Wednesday, January 10, 2018

HoCo Executive Survey – Topline Observations

As a pollster/strategic communications counselor, I will probably be writing about survey research frequently this year.  Here are my thoughts on this new HoCo Exec Poll

-          If Calvin Ball (D) is down only 3% against Allan Kittleman (R) on an initial head-to-head ballot test, despite Kittleman leading on Name Identification by a whopping 41% margin (87% to presumably approximately 46% based on the data reported), then Ball is quite well-positioned to expand his electoral base.

-          Statistically, they are in a dead heat right now.

-          This poll indicates that Kittleman (at 42%) is far closer to his ceiling than Ball (at 39%).

-          It would have been better to release the results in mid-December.

-          I am not a huge fan of automated phone surveys conducted for political campaigns. I greatly prefer live interviewer studies.  Yes, they are more expensive, but they are worth it, especially if the interviewers are well-trained in data collection methods and best practices.

-          Sean Murphy, HoCo’s answer to Stephen Miller, tried to launch an attack, but he stumbled. Not exactly an A-game message.   Sade was not singing about him, as he is not a Smooth Operator.

-          I would love to see the geographic breakouts.  Assuming the study was conducted proportionate-to-probability, the subsample sizes for that race from each of the Council Districts are large enough to yield statistically significant data, albeit with a high(er) margin of error compared to the overall MoE (4% at the 95% level of confidence).

-         Would be great to see how the 19% Undecided broke out (by ideological affinity, by partisan affiliation, by geography, by gender, by race, by age, and by voting propensity and/or interest in voting in the upcoming 2018 elections).

-         As I said in 2013 – 2014, the County Executive race is one where the Democratic candidate can win with up to 58% of the vote, and the Republican candidate can win with up to 52% of the vote.  His path was narrower but Kittleman ran in a favorable GOP cycle.  Despite the increased Democratic registration since then, Kittleman enjoys incumbency in a (generally but far from universally) OK economy.  And 2018 (like 2014) is a non-presidential election cycle, where Democratic turnout tends to be lower.
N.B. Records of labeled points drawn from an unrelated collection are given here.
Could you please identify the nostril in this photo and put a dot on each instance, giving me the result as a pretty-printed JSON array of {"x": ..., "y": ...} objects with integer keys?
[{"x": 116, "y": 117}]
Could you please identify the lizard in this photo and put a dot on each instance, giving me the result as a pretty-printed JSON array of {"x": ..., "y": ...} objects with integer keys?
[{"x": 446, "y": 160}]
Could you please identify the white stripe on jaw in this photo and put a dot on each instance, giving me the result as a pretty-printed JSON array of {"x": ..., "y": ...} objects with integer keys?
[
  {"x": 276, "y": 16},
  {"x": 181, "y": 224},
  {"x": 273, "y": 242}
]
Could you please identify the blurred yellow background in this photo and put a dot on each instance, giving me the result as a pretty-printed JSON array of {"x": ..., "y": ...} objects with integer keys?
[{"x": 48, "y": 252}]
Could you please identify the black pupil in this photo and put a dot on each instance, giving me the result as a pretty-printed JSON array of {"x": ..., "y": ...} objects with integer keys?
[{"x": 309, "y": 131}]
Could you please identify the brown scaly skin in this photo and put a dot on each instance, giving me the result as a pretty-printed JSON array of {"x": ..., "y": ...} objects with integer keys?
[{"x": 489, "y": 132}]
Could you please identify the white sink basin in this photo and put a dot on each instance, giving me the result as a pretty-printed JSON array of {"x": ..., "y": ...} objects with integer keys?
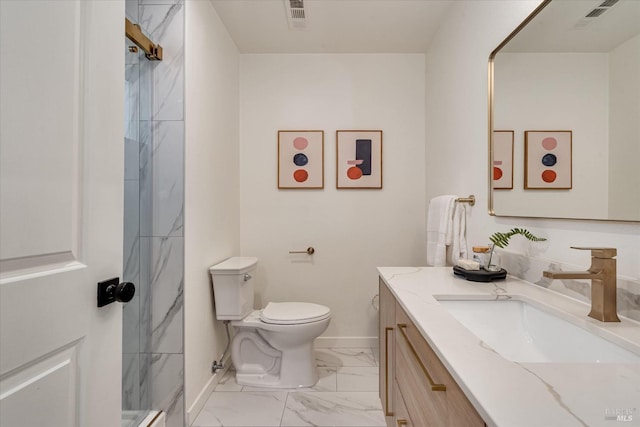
[{"x": 520, "y": 332}]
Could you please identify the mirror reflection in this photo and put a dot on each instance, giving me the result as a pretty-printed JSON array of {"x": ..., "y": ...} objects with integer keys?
[{"x": 566, "y": 91}]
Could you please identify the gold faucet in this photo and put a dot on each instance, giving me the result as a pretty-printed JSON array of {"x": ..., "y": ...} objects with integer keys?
[{"x": 603, "y": 282}]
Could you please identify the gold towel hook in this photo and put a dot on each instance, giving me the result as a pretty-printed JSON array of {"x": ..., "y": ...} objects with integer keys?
[
  {"x": 471, "y": 200},
  {"x": 309, "y": 251}
]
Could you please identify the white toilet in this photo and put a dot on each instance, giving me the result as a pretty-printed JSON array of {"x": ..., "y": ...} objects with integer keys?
[{"x": 272, "y": 347}]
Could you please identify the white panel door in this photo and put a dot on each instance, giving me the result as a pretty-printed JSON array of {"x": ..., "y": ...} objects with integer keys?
[{"x": 61, "y": 207}]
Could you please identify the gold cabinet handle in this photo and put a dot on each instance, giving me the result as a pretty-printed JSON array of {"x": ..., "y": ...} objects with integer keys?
[
  {"x": 434, "y": 386},
  {"x": 387, "y": 412}
]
Perhaps frustration with Kittleman’s Republican Party will help send more Ds to the polls and lead more Unaffiliated (read: Independent) voters to vote D.  That said, I will stick with that 58% D – 52% R range from the last cycle.

-         Putting myself in their shoes, I would be mildly pleased with the findings if I was Ball and I would be slightly nervous if I was Kittleman.  In short, it was a good day for Dr. Ball.

In solidarity.

1 comment:

  1. Robert L. FlanaganJanuary 10, 2018 at 2:31 PM

    Sean Murphy isn't HoCo's answer to Stephen Miller. He is a low brow woman-abusing hack.